American history; History; Social justice
"Nuns in the Newsroom: The Sisters of Marillac College and U.S. Sisters' Involvement in Social Justice Reform" is a senior honors history thesis project. The Second Vatican Council (1962-1965) was guided by the spirit of aggiornamento, or “a bringing up to date” of the Catholic Church. As a result of Vatican II documents such as Gaudium et Spes, they influenced U.S. sisters to expand their ministry from performing works of mercy to advocating for legal, economic, and social justice in addition to their charitable endeavors. However, after doing research at the Daughters of Charity Archives in Emmitsburg, Maryland and looking at newspaper articles written by sister students at Marillac College, a Sister Formation college founded by the Daughters of Charity outside of St. Louis, Missouri that served young sisters from over twenty-five different orders, even before Vatican II convened, some religious sisters had already begun criticizing unjust systems and speaking about the need for social and economic justice. While many secondary sources and oral histories only highlight sisters’ involvement during and after Vatican II, the sister students at Marillac College, were in retrospect, ahead of the times in their engagement with racial injustice, immigrants’ rights, and education, rehabilitation, and housing services for homeless populations.

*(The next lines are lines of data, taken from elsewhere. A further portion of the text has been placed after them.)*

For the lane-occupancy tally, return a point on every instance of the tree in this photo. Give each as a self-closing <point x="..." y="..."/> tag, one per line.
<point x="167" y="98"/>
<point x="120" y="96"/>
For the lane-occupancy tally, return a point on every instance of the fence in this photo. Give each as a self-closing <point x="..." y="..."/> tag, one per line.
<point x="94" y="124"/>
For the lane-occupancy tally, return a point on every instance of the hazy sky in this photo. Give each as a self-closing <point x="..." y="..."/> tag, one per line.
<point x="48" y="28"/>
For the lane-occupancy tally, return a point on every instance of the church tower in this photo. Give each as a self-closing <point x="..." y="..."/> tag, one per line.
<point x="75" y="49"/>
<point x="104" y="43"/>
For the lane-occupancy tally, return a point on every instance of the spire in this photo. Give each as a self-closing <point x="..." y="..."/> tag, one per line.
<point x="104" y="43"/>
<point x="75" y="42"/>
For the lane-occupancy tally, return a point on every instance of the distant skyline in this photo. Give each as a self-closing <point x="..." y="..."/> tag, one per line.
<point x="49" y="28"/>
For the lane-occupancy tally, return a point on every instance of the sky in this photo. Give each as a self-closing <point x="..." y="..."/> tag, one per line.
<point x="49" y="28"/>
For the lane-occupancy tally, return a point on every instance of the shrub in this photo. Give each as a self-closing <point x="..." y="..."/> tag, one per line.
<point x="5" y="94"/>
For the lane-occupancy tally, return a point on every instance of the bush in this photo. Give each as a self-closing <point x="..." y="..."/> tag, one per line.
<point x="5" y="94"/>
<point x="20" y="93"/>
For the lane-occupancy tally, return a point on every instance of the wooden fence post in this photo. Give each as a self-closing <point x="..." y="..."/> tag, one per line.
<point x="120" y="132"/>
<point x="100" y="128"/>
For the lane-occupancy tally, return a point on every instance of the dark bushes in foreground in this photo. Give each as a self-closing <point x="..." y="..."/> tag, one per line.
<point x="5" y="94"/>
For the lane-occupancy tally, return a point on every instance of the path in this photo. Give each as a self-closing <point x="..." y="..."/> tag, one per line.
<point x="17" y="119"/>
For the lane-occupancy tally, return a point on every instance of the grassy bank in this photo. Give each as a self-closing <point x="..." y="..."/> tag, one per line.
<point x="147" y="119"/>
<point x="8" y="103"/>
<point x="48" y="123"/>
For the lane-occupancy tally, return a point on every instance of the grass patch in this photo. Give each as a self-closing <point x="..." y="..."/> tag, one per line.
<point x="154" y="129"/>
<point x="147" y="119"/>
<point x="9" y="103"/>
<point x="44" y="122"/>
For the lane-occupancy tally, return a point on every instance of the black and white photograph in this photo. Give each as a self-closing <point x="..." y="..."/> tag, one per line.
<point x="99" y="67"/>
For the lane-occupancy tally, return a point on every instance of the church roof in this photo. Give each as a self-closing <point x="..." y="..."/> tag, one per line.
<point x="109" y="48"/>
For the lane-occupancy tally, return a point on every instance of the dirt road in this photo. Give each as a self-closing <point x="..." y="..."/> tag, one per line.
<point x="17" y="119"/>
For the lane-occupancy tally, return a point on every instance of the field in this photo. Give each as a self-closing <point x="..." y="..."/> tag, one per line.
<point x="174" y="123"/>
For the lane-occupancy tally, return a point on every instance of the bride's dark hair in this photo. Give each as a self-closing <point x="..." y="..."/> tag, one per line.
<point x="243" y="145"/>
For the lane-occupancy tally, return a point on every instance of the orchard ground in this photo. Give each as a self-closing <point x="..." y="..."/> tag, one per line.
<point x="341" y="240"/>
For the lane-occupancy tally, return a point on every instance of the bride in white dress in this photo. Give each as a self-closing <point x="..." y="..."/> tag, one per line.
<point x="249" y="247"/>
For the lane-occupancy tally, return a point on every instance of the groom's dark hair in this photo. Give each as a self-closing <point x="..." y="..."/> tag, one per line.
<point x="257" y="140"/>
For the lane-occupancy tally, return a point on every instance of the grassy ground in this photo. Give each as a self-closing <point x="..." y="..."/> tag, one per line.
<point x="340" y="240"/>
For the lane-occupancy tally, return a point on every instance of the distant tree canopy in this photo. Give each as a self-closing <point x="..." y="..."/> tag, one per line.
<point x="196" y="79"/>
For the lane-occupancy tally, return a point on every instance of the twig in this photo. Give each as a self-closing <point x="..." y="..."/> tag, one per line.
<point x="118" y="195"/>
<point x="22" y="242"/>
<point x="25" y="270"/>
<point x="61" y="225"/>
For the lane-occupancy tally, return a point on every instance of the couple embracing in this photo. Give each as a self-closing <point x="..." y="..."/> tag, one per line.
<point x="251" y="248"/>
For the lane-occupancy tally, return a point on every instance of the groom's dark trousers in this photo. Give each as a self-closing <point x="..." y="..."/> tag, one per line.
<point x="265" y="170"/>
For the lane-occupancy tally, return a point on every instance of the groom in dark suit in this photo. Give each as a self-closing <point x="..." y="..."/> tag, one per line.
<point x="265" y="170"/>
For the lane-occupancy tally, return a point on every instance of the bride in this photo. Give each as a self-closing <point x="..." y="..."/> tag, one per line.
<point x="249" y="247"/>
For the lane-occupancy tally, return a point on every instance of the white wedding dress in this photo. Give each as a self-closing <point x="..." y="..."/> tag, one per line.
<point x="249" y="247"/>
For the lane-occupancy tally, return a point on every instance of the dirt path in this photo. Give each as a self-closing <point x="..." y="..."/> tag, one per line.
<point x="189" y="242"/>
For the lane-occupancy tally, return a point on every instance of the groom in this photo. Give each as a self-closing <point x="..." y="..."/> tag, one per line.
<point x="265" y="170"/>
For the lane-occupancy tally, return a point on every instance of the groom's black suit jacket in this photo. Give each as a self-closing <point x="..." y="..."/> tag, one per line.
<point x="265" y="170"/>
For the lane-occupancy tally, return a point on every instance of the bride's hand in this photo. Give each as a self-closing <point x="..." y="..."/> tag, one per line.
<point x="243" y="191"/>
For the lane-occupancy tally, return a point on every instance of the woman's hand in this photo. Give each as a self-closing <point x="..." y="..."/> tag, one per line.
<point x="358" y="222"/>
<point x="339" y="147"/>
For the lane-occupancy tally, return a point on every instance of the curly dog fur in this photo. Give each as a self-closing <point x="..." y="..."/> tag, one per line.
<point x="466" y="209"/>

The first chapter of this thesis, “Sisters’ New Focus on Education and Influences on Sisters’ Interest in Social Justice,” will look at the influences of Cardinal Joseph Ritter, archbishop of St. Louis, Sister Bertrande Meyers, the first dean of Marillac College, and the Marillac curriculum, and how they inspired the sister students' writings to shed light on an expansion beyond charitable work to advocacy for systemic change before Vatican II came to a close in 1965. Chapter Two, “Marillac College Students: Their Discussion and Awareness of Current Issues,” will specifically address the articles that the sister students wrote in the Marillac College Forum and how their articles give insight into what the Midwestern sister students were thinking about and discussing with their peers both before and during the time the Second Vatican Council convened with particular focus on the civil rights movement and the Vietnam War crisis. Finally, the third chapter, “U.S. Sisters on the Frontlines of Social Justice,” will study the oral histories from Carole Rogers’ book, Habits of Change: An Oral History of American Nuns which includes the memoirs of sisters from different orders in the U.S. serving the underserved, and how the spirit of aggiornamento motivated the U.S. sisters to continue to use their special gifts to help the underserved populations. Also, this chapter will include an oral history from an interview with Marillac College alumnae Sister Julie Cutter, D.C., and how the environment at Marillac College and her interest in helping Guatemalan refugees inspired her to leave the classroom and take part in social justice action. This thesis will highlight the sister students of Marillac College allowing the reader to gain a better understanding of the reform in the sisters’ education during the mid-twentieth century. It will further illustrate how the Marillac curriculum helped to expose them to the outside world. Finally, the reader will conclude that the sisters were capable of advocating for social and economic change in addition to performing charity work and teaching in a classroom setting.